Thunderbolt32 commented 2 years ago

I'm sorry for pressuring you. I was just a bit unsure, as there hasn't been a release in over a year. Take the time you need.

OV2 commented 2 years ago

No worries, asking doesn't hurt. I've uploaded a new release you can try.

Thunderbolt32 commented 2 years ago

I've added the BLAKE3 checksum to the NTFS Stream of a file and RapidCRC Unicode recognise and checks it. But I don't quite understand how to make RapidCRC Unicode store a BLAKE3-Checksum into the NTFS Stream. The "Shell Extension" Configuration seems to be unchanged and I also can't find and option to display a Button like "BLAKE3 into NTFS Stream" or something.

2022-10-12_14h43_34

OV2 commented 2 years ago

It works similar to the "into filename" button - if you right click on the "into ntfs stream" button you get a popup menu with all the hashes.

Thunderbolt32 commented 2 years ago

Hidden like an Easteregg. ^^ Thankyou. It work's!

I believe RapidCRC Unicode is now a PowerUser tool, as problems now arise from the new possibilities. It is entirely up to you whether you want to address them. For my part, I can handle it without any problems and just document them. ;)

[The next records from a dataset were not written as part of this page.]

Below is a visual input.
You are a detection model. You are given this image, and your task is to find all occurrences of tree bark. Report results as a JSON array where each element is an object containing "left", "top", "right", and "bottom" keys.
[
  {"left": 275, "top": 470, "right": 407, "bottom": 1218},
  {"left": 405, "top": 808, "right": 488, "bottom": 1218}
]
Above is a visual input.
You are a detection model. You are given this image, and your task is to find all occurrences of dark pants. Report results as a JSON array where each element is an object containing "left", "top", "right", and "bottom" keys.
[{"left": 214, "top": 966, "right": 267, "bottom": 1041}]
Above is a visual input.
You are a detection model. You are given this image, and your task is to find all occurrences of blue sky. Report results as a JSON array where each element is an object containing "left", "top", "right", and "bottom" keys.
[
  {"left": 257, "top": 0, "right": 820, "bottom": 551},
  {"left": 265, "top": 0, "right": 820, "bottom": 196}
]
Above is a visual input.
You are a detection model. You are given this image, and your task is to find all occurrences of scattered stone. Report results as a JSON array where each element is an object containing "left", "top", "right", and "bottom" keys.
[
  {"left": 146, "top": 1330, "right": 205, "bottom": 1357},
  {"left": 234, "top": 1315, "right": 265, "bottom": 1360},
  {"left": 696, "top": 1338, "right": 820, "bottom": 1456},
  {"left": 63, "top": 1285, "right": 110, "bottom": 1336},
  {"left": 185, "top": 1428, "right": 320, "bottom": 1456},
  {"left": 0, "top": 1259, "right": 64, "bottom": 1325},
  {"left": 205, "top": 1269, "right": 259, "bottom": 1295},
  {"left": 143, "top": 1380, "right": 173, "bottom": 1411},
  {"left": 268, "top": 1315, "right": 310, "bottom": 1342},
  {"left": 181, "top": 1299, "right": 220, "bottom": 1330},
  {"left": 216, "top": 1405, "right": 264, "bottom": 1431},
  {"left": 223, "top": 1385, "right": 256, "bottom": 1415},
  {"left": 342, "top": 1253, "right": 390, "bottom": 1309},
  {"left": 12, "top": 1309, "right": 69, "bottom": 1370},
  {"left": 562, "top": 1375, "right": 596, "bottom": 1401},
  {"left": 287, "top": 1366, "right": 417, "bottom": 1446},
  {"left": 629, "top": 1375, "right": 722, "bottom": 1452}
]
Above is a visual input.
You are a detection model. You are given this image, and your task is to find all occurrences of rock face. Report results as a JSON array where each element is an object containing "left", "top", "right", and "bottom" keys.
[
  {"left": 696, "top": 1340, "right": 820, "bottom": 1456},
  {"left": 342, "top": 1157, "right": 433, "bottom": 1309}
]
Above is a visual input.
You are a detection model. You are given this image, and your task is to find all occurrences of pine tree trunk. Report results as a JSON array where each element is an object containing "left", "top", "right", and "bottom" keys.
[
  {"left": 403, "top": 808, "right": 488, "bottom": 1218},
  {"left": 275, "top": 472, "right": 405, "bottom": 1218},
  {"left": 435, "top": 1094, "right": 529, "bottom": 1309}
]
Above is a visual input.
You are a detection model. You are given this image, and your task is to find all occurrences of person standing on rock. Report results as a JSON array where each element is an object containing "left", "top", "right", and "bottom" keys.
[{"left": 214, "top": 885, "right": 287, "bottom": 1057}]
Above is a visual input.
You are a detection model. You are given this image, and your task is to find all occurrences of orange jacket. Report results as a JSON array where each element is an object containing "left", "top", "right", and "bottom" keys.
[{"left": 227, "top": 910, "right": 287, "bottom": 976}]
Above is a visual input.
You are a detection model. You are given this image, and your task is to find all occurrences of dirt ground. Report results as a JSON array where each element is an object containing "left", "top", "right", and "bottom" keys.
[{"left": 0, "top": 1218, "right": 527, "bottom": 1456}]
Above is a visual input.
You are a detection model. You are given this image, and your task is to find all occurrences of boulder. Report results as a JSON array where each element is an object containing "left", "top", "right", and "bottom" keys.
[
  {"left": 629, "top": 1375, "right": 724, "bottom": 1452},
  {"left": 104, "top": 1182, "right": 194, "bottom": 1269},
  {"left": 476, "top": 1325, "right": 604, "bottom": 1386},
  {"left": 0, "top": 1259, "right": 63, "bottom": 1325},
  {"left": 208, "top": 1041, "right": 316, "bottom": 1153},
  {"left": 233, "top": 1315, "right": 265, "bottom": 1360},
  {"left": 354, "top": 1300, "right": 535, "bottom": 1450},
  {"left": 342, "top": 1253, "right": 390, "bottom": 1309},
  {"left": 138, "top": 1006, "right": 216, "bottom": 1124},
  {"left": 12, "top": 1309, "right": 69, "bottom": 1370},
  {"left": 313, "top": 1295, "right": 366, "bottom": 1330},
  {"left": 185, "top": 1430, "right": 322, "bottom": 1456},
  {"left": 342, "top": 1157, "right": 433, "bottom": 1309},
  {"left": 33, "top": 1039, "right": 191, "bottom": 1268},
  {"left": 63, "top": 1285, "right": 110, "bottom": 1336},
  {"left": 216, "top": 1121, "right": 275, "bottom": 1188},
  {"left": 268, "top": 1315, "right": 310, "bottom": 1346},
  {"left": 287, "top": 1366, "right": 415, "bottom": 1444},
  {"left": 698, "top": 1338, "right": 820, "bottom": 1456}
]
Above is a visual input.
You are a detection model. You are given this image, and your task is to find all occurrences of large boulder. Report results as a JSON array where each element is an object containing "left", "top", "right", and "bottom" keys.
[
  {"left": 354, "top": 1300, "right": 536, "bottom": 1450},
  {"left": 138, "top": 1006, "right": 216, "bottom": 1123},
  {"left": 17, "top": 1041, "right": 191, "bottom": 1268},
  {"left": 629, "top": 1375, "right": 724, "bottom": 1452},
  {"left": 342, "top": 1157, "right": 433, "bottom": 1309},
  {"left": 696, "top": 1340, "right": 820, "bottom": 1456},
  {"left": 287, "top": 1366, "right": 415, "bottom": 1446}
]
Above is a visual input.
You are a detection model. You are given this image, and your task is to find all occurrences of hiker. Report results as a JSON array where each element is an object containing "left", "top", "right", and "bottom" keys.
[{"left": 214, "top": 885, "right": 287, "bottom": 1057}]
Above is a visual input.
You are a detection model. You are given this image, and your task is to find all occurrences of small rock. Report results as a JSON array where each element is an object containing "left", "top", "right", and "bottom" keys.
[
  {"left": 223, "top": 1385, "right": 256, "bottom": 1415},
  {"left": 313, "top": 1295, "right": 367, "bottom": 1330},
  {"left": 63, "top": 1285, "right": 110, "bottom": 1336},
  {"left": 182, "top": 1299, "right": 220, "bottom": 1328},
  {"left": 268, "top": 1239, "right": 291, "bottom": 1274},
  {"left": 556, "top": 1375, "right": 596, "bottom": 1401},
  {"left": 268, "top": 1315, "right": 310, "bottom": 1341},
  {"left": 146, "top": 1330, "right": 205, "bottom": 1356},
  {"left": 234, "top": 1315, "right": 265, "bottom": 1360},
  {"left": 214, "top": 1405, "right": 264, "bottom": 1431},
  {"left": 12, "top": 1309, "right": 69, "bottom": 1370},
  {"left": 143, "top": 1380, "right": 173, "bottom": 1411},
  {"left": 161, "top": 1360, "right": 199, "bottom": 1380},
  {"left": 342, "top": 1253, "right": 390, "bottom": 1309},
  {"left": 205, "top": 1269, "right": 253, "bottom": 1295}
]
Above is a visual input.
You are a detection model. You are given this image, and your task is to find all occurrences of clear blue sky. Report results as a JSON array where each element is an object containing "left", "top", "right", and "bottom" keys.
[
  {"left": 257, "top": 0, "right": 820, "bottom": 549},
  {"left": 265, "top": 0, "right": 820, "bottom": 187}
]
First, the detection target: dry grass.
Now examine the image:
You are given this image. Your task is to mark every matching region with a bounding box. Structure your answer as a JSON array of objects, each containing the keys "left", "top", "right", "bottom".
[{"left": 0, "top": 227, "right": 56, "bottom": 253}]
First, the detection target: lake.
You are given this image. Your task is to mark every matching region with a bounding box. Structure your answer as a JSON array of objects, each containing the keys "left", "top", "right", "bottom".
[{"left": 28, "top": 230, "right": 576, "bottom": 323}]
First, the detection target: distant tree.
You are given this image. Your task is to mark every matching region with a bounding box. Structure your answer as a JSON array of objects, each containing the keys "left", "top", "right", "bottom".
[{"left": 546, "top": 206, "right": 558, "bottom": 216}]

I think i will close this issue then, since this feature request is fully adressed. So thankyou very much. ;)

OV2 commented 2 years ago

Maybe I can find some way to better signal this to users. I did not want to turn the whole button into a dropdown (like the sha and blake buttons), since it would introduce an extra click for "normal usage". But maybe that wouldn't really matter - I'll think about it.